Obama has pledged to be more open with the public about the scope of the drone strikes. But a growing number of lawmakers in Congress are seeking to limit U.S. authorities that support the deadly drone strikes, which have targeted a wider range of threats than initially anticipated.
The president is expected to talk generally about the need for greater transparency in the drone strikes and may allude to the desire to give greater responsibility for those operations to the military. But he is likely to tread carefully on an issue that involves classified CIA operations.
The U.S. military has begun to take over the bulk of the strikes, replacing the CIA in nearly all areas except Pakistan, according to an administration official who was not authorized to discuss the plans on the record and spoke on condition of anonymity. That shift in responsibility has given Congress greater oversight of the secretive program.
In a letter Wednesday to Senate Judiciary Committee Chairman Patrick Leahy, Attorney General Eric Holder revealed for the first time that a fourth American citizen had been killed in secretive drone strikes abroad.
The killings of three other Americans in counterterror operations since 2009 were known before the letter acknowledged the four deaths.
Against the backdrop of last month's deadly double-bombing at the Boston Marathon, administration officials said Obama will highlight the persistent threat of homegrown terrorists -- militants or extremists who are either American citizens or have lived in the U.S. for years. The two Chechen-born suspects in the Boston attacks were raised in the United States and turned against America and its invasions of Iraq and Afghanistan only in recent years, investigators have said.

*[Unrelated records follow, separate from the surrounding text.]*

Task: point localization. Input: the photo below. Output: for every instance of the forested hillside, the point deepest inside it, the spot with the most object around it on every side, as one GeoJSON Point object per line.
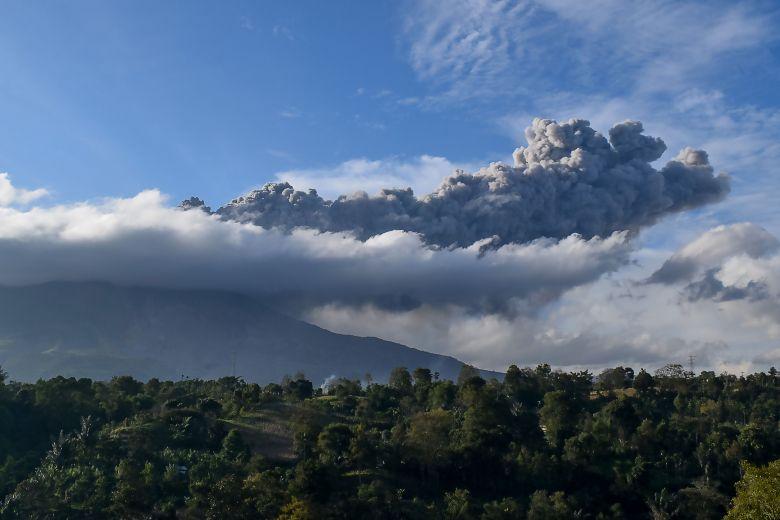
{"type": "Point", "coordinates": [541, 444]}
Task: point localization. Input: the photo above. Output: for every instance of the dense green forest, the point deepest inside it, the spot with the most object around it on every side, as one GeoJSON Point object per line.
{"type": "Point", "coordinates": [541, 444]}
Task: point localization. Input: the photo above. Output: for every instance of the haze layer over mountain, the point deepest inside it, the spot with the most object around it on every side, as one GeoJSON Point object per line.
{"type": "Point", "coordinates": [101, 330]}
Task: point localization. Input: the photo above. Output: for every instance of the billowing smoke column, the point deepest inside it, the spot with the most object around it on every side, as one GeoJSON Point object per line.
{"type": "Point", "coordinates": [569, 179]}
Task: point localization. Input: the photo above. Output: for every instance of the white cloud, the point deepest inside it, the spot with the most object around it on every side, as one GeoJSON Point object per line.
{"type": "Point", "coordinates": [140, 240]}
{"type": "Point", "coordinates": [10, 195]}
{"type": "Point", "coordinates": [484, 48]}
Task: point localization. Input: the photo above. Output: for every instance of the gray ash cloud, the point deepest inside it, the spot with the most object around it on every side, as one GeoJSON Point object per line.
{"type": "Point", "coordinates": [569, 179]}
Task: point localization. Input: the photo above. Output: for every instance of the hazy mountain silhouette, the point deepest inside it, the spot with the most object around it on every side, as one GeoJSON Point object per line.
{"type": "Point", "coordinates": [100, 330]}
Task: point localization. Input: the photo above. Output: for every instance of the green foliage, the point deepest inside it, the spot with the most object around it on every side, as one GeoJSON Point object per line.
{"type": "Point", "coordinates": [541, 444]}
{"type": "Point", "coordinates": [758, 493]}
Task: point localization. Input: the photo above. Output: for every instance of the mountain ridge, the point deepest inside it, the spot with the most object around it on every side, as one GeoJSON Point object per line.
{"type": "Point", "coordinates": [99, 330]}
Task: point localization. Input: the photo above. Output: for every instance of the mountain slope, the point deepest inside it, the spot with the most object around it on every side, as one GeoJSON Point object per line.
{"type": "Point", "coordinates": [100, 330]}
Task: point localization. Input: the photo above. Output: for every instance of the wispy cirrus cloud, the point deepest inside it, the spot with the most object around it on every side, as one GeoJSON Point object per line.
{"type": "Point", "coordinates": [489, 49]}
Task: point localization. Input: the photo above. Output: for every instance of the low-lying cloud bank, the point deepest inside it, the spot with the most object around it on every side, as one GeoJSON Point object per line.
{"type": "Point", "coordinates": [503, 265]}
{"type": "Point", "coordinates": [569, 179]}
{"type": "Point", "coordinates": [141, 240]}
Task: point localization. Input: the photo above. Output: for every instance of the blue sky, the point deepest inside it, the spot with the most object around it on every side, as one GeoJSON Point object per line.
{"type": "Point", "coordinates": [108, 99]}
{"type": "Point", "coordinates": [213, 98]}
{"type": "Point", "coordinates": [208, 98]}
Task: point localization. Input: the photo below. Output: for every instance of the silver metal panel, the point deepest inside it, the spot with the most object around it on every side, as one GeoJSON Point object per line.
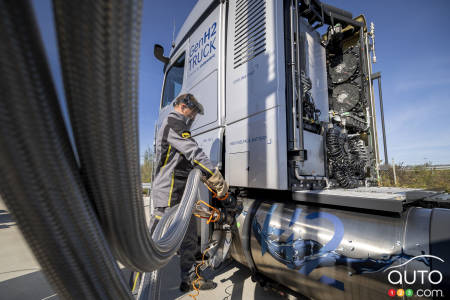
{"type": "Point", "coordinates": [350, 198]}
{"type": "Point", "coordinates": [376, 198]}
{"type": "Point", "coordinates": [206, 93]}
{"type": "Point", "coordinates": [316, 68]}
{"type": "Point", "coordinates": [237, 161]}
{"type": "Point", "coordinates": [199, 8]}
{"type": "Point", "coordinates": [255, 106]}
{"type": "Point", "coordinates": [258, 84]}
{"type": "Point", "coordinates": [211, 143]}
{"type": "Point", "coordinates": [315, 164]}
{"type": "Point", "coordinates": [201, 69]}
{"type": "Point", "coordinates": [265, 149]}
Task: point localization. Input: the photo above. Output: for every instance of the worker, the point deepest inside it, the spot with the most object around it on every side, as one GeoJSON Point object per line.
{"type": "Point", "coordinates": [177, 153]}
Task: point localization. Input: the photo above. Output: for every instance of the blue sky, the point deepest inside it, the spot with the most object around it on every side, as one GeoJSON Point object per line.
{"type": "Point", "coordinates": [412, 48]}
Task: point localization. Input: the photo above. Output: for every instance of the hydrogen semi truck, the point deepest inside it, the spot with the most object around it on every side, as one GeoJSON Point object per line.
{"type": "Point", "coordinates": [290, 119]}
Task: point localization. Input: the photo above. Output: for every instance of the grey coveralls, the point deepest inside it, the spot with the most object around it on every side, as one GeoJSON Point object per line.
{"type": "Point", "coordinates": [177, 153]}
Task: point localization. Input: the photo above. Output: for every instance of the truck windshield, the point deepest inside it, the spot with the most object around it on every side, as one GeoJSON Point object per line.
{"type": "Point", "coordinates": [174, 81]}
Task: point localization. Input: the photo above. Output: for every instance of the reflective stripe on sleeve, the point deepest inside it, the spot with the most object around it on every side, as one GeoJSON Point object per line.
{"type": "Point", "coordinates": [167, 156]}
{"type": "Point", "coordinates": [171, 188]}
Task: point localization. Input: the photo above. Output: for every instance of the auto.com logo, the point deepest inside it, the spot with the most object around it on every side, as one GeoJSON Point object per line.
{"type": "Point", "coordinates": [434, 277]}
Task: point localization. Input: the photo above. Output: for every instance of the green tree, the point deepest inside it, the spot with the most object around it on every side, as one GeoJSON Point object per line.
{"type": "Point", "coordinates": [147, 166]}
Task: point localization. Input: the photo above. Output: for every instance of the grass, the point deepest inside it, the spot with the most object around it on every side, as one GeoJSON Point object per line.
{"type": "Point", "coordinates": [417, 177]}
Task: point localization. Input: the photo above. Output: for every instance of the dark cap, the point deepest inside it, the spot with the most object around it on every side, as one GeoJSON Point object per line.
{"type": "Point", "coordinates": [190, 102]}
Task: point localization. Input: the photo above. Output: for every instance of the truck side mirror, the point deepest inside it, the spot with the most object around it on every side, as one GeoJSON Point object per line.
{"type": "Point", "coordinates": [158, 51]}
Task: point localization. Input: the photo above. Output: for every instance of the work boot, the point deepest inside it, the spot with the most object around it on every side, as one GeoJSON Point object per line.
{"type": "Point", "coordinates": [202, 284]}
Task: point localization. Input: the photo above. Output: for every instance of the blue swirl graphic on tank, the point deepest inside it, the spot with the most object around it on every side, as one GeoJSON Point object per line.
{"type": "Point", "coordinates": [306, 255]}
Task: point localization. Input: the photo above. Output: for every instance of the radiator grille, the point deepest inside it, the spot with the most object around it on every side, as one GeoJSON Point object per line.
{"type": "Point", "coordinates": [250, 30]}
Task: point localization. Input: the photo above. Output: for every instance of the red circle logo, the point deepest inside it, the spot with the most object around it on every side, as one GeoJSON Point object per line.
{"type": "Point", "coordinates": [392, 293]}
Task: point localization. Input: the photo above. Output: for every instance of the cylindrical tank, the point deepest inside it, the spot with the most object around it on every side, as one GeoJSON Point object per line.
{"type": "Point", "coordinates": [325, 253]}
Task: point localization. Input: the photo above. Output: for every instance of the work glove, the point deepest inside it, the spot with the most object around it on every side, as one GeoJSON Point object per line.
{"type": "Point", "coordinates": [218, 183]}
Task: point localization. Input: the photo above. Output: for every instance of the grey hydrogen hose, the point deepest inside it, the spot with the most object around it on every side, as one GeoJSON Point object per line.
{"type": "Point", "coordinates": [99, 52]}
{"type": "Point", "coordinates": [40, 180]}
{"type": "Point", "coordinates": [39, 177]}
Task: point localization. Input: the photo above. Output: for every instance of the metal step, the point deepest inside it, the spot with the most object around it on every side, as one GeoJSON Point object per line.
{"type": "Point", "coordinates": [389, 199]}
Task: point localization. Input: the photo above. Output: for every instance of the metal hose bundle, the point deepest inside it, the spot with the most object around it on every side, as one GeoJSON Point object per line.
{"type": "Point", "coordinates": [40, 182]}
{"type": "Point", "coordinates": [39, 177]}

Like the quandaries of drone strikes and Guantanamo, the rise of homegrown terrorism is nothing new. The Obama administration included homegrown threats in its National Security Strategy in 2010. However, such threats have increased as the power of Al Qaeda's central leadership has ebbed -- especially after Usama bin Laden was killed in his Pakistani hideout by U.S. special forces two years ago.
Fox News’ Justin Fishel and the Associated Press contributed to this report.